這個真知灼見有助于解釋經濟學的一個根本之謎:當工人失業但是想要工作時,為什么工資直到有人原意雇傭才下降呢?
An answer is that above-market wages act as a carrot, the resulting unemployment, a stick.
答案是:高于市場的工資扮演的是胡蘿卜的角色,由此而造成的失業則是大棒。
And this reveals an even deeper point.
而且這還揭示出更深的一點。
Before Mr Akerlof and the other pioneers of information economics came along, the discipline assumed that in competitive markets, prices reflect marginal costs: charge above cost, and a competitor will undercut you.
在阿克洛夫和信息經濟學的其他先驅出現之前,這門學科假設,在競爭市場中,價格反映邊際成本:只要收費高于成本,競爭對手就會以低于你的價格出售。

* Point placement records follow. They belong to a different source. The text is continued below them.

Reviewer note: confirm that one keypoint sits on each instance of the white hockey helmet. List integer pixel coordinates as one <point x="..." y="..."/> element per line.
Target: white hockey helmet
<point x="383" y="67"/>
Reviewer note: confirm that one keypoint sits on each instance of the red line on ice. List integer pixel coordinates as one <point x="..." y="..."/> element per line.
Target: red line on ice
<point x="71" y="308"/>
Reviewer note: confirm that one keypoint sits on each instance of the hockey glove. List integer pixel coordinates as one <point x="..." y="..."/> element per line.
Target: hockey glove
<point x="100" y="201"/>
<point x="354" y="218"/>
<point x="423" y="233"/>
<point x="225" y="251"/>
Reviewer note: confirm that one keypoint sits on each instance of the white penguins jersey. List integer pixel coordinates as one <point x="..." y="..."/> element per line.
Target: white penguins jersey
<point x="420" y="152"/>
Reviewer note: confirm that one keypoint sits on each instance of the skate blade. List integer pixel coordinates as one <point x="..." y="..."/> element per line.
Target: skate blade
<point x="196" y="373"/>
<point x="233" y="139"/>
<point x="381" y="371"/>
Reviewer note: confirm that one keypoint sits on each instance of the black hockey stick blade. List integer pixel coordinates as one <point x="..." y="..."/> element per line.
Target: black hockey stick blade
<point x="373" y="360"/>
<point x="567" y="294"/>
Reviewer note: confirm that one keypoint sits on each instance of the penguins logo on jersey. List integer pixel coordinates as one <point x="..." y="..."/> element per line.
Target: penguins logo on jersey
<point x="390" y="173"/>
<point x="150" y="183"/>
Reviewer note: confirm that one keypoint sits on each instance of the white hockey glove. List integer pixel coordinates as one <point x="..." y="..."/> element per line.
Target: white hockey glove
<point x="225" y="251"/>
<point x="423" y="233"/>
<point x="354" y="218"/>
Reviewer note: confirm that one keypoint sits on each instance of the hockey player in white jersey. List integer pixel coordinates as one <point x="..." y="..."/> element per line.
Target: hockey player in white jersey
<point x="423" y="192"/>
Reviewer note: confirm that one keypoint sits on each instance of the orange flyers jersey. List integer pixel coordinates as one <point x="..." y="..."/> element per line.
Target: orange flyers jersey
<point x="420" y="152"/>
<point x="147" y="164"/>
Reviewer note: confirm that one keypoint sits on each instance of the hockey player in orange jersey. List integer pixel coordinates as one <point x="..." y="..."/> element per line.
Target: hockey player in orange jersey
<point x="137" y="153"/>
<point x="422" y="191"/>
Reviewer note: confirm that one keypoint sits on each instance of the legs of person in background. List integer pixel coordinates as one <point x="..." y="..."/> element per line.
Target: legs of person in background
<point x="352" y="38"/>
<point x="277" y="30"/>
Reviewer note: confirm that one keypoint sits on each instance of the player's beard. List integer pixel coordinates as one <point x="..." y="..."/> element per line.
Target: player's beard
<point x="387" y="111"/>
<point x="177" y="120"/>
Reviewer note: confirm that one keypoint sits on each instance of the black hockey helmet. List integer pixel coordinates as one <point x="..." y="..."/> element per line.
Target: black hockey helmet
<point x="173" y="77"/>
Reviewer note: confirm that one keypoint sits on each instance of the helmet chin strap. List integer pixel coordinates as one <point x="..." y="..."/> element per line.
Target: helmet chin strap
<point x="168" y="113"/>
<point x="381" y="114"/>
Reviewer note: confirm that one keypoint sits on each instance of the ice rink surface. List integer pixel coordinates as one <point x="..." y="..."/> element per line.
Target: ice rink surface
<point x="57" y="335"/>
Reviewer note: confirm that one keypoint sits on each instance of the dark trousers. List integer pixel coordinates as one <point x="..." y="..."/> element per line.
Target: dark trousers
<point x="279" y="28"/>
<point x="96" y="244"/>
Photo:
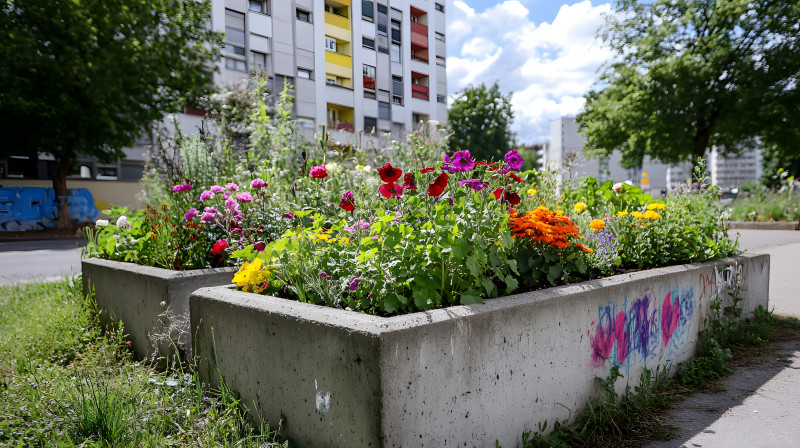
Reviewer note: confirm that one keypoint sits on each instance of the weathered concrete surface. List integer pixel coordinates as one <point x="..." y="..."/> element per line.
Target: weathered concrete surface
<point x="461" y="376"/>
<point x="133" y="294"/>
<point x="781" y="225"/>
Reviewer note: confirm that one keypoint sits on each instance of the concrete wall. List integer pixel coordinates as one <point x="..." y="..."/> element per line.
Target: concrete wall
<point x="133" y="294"/>
<point x="461" y="376"/>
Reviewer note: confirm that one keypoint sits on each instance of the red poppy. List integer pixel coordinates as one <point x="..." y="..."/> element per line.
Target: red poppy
<point x="497" y="193"/>
<point x="437" y="187"/>
<point x="515" y="177"/>
<point x="389" y="174"/>
<point x="219" y="246"/>
<point x="409" y="181"/>
<point x="390" y="190"/>
<point x="512" y="197"/>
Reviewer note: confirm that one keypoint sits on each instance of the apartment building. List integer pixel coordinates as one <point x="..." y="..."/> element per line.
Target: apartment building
<point x="355" y="65"/>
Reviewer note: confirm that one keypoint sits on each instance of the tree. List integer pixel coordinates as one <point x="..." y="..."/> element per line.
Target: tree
<point x="89" y="77"/>
<point x="480" y="119"/>
<point x="690" y="74"/>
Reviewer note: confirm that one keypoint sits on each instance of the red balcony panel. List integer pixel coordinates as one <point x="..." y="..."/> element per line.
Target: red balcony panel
<point x="418" y="91"/>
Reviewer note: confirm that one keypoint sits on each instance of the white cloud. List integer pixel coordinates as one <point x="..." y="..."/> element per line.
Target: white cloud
<point x="548" y="66"/>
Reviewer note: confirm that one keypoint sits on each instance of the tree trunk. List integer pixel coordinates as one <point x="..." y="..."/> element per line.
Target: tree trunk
<point x="62" y="193"/>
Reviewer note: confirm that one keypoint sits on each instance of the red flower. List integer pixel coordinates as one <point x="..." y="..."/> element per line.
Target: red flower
<point x="497" y="193"/>
<point x="515" y="177"/>
<point x="512" y="197"/>
<point x="409" y="182"/>
<point x="390" y="190"/>
<point x="347" y="202"/>
<point x="389" y="174"/>
<point x="219" y="246"/>
<point x="437" y="187"/>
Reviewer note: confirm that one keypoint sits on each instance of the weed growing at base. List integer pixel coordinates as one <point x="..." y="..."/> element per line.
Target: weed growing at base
<point x="65" y="382"/>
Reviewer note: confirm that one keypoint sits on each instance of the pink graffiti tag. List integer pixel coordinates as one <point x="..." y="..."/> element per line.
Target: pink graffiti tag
<point x="670" y="316"/>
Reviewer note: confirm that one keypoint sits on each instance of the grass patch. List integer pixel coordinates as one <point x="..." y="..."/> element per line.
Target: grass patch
<point x="634" y="417"/>
<point x="65" y="382"/>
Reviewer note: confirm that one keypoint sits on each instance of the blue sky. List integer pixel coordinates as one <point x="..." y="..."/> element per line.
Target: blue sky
<point x="544" y="51"/>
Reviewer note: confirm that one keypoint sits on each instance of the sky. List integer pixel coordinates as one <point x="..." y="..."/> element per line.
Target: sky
<point x="544" y="51"/>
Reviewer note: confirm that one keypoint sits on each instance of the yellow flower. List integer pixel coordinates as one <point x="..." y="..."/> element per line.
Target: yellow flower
<point x="597" y="225"/>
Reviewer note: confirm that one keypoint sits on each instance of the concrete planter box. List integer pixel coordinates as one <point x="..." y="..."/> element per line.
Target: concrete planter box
<point x="460" y="376"/>
<point x="133" y="294"/>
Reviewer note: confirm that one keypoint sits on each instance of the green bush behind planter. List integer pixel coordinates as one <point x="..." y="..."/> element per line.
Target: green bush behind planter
<point x="469" y="374"/>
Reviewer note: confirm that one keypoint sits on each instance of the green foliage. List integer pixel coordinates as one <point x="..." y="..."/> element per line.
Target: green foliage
<point x="480" y="119"/>
<point x="695" y="73"/>
<point x="66" y="382"/>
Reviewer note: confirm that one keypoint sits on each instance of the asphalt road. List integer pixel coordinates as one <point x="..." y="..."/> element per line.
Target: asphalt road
<point x="24" y="261"/>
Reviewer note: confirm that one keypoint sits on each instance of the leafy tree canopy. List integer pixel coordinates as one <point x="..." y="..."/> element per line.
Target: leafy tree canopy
<point x="480" y="119"/>
<point x="694" y="73"/>
<point x="90" y="76"/>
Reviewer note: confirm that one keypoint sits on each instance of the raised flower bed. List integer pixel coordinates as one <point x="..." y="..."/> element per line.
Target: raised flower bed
<point x="460" y="376"/>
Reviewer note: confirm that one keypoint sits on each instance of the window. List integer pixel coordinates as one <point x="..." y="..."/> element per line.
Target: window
<point x="367" y="10"/>
<point x="370" y="124"/>
<point x="395" y="31"/>
<point x="303" y="16"/>
<point x="330" y="44"/>
<point x="384" y="112"/>
<point x="258" y="6"/>
<point x="259" y="61"/>
<point x="235" y="64"/>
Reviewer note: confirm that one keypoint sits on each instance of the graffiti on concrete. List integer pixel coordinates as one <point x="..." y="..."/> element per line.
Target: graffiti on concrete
<point x="644" y="328"/>
<point x="36" y="208"/>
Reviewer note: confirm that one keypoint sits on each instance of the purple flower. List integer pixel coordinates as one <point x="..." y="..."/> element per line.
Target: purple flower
<point x="462" y="161"/>
<point x="258" y="183"/>
<point x="513" y="159"/>
<point x="244" y="197"/>
<point x="191" y="213"/>
<point x="475" y="184"/>
<point x="209" y="214"/>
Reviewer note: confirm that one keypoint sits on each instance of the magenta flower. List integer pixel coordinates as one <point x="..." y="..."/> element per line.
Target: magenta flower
<point x="475" y="184"/>
<point x="258" y="183"/>
<point x="513" y="159"/>
<point x="244" y="197"/>
<point x="190" y="214"/>
<point x="209" y="214"/>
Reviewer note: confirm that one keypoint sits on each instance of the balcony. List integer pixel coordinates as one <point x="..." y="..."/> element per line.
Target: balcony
<point x="419" y="91"/>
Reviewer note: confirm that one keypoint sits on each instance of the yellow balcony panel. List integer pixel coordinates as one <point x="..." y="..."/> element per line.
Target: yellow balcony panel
<point x="339" y="59"/>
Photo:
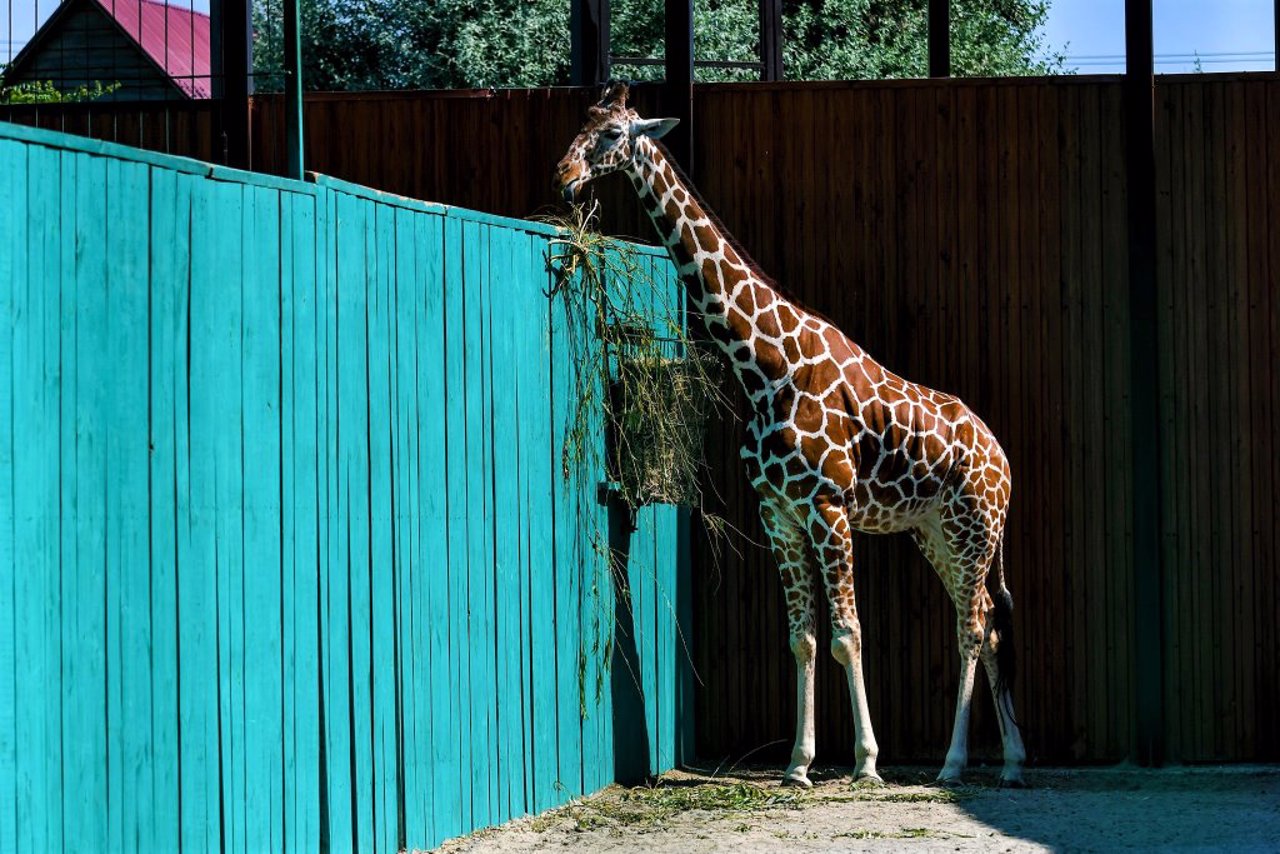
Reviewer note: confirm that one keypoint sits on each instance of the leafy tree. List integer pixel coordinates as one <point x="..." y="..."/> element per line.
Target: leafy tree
<point x="45" y="92"/>
<point x="448" y="44"/>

But in a world of information asymmetry, “good behaviour is driven by earning a surplus over what one could get elsewhere,” according to Mr Stiglitz.
但是,據斯蒂格利茨,在信息不對稱的世界中,“良好的行為是由賺取高于他處所得的盈余所推動的”。
The wage must be higher than what a worker can get in another job, for them to want to avoid the sack; and firms must find it painful to lose customers when their product is shoddy, if they are to invest in quality.
工資必須要高于工人在另一個工作中的所得;企業必須在產品粗制濫造時發現失去客戶是痛苦的。
In markets with imperfect information, price cannot equal marginal cost.
在信息是不完全的市場中,價格不可能等于邊際成本。
The concept of information asymmetry, then, truly changed the discipline.
如此說來,信息不對稱的概念真正改變了這門學科。
Nearly 50 years after the lemons paper was rejected three times, its insights remain of crucial relevance to economists, and to economic policy.
在檸檬論文遭到三次拒絕將近50年后,它的真知灼見仍與經濟學家和經濟政策密切相關。
Just ask any young, black Washingtonian with a good credit score who wants to find a job.
只要問問華盛頓州的任何一位信用得分良好的年輕人或者黑人即可。